07/08/2024 | News release | Distributed by Public on 07/08/2024 23:10

Insurance Issues: FMLA, Extended Leave, and Terminations

August 7, 2024

As many employers discovered during the COVID pandemic, one of the most complex components of leave can be whether an employee's health insurance is continued throughout the leave or, according to the health insurance contract, it ends if an employee does not meet certain minimum weekly hours worked. Issues of this type can occur during any extended leave, including accommodations under the ADA/ADAAA, during layoffs, or for personal leaves.

Extended Leave

As a way to address concerns regarding coverage, insurance carriers may suggest putting specific time limitations on any leave that will be extended after FMLA is exhausted. Due to the requirement of the FMLA, insurance companies frequently extend eligibility for a 12-week period even though the employee is not working the required minimum weekly amount to qualify under insurance. The issue becomes complicated when FMLA no longer applies.

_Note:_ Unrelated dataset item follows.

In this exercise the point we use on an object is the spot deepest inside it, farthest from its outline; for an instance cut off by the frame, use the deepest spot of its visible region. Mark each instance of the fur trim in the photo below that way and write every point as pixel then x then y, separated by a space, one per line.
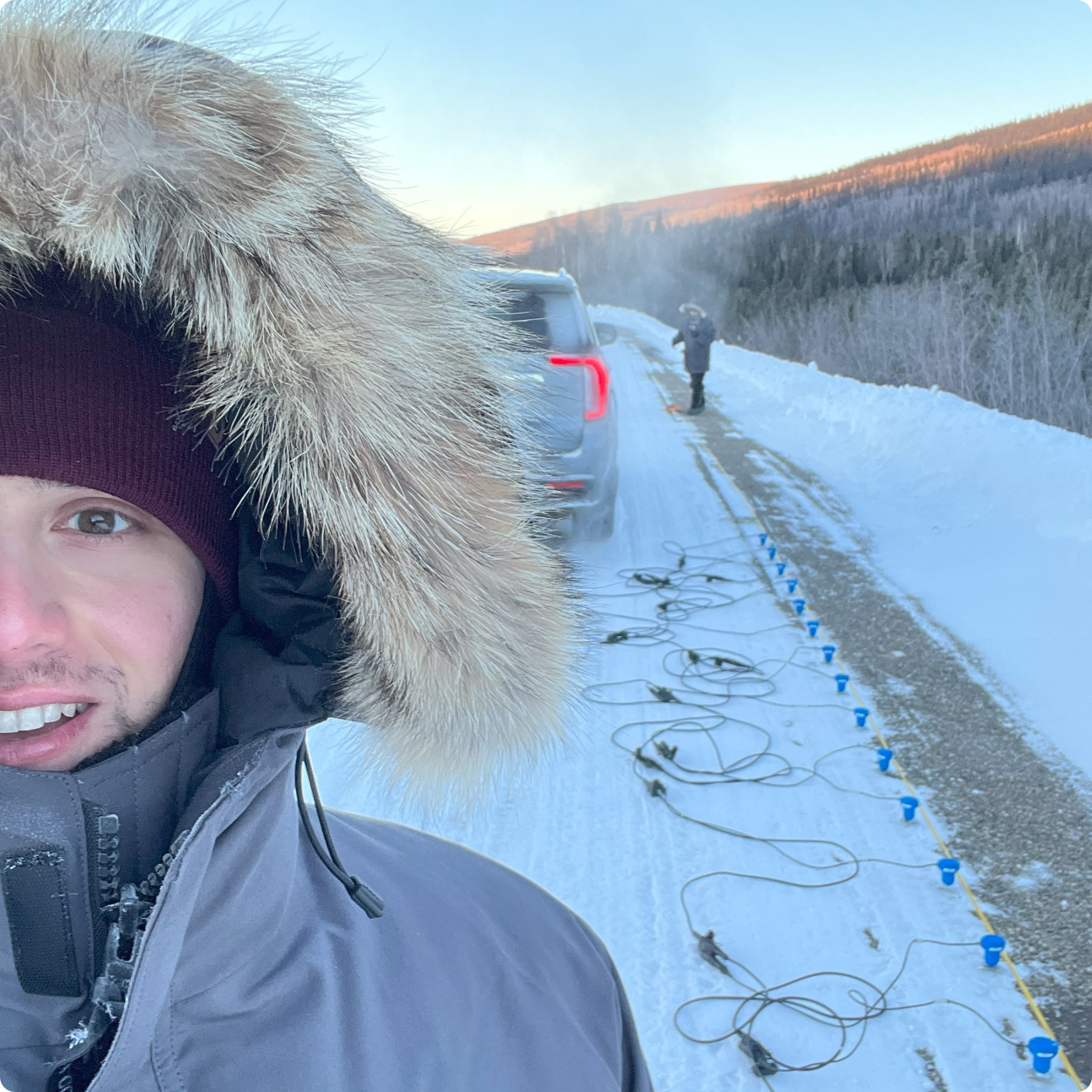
pixel 345 352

When no FMLA or other state-mandated leave, such as pregnancy leave under Iowa Code 216, is involved, insurance companies do not have the same limitations in terms of disqualification from insurance. Extended leave outside of the parameters of any kind of legally mandated leave can result in the employee being disqualified from coverage under the insurance policy - which is not a surprise that you or an employee wants. As noted, many insurance companies may suggest mandated minimums for leaves, but this may not typically be allowable under the ADA/ADAAA or PWFA as all extended leave requests based on an employee's healthcare condition or pregnancy must be assessed on an individualized basis.

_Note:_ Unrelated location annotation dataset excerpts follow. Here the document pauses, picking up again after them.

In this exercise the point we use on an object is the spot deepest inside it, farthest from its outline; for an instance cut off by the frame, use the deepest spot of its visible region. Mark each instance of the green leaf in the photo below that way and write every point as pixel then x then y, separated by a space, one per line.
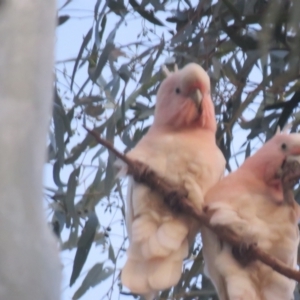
pixel 148 68
pixel 102 61
pixel 82 47
pixel 148 15
pixel 111 254
pixel 84 245
pixel 95 276
pixel 70 196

Remember, accommodation is an interactive and individualized discussion, which means that flat leave limitations without any wiggle room can be problematic. They make a good baseline but are not necessarily appropriate as a hard stop. One way for employers to address this is with their policies - shifting from covering the insurance if the employee remains an otherwise qualified employee during the term of leave to COBRA or other benefit continuation once they are outside legally mandated leave.

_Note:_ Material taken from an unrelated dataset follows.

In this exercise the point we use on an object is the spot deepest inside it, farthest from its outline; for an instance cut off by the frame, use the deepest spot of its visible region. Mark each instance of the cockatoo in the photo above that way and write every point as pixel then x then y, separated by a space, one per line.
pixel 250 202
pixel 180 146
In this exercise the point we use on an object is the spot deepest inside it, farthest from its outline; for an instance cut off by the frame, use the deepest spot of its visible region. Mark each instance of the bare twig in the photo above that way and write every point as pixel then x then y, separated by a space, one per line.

For example, employees on FMLA would continue to be offered insurance as if they were employed but when the mandated timeframe (12 or 26 weeks) lapses, the employee may be extended additional leave but the benefit profile changes with the employee being placed on COBRA. It is not unreasonable to be concerned about the effect of policies of this type as it is likely to place an additional burden on the employee in terms of cost. Alternatively, it would address some of the more common insurance disqualification issues that occur.

Severance

A similar insurance issue may occur when offering severance to a terminated employee. Some employers offer continued benefit coverage as part of the severance package. However, unless your insurance contract allows you to continue covering people who no longer work for you, this may invalidate coverage under the existing insurance contract. Employers could be better served, depending on the structure of their insurance, to simply offer a lump sum payment or something else to offset the cost of COBRA rather than attempting to continue the insurance.

The Big Picture

Each insurance contract can be different and the type and nature of the insurance you use can also impact leave issues. It is important to remember that most insurance contracts do not look at whether or not you consider someone an employee, but if they are, in fact, working and how many hours per week they are averaging. So, the insurance company is looking at hours worked. As such, you need to understand the terms of your insurance policy before offering extended leaves or severance that include benefits.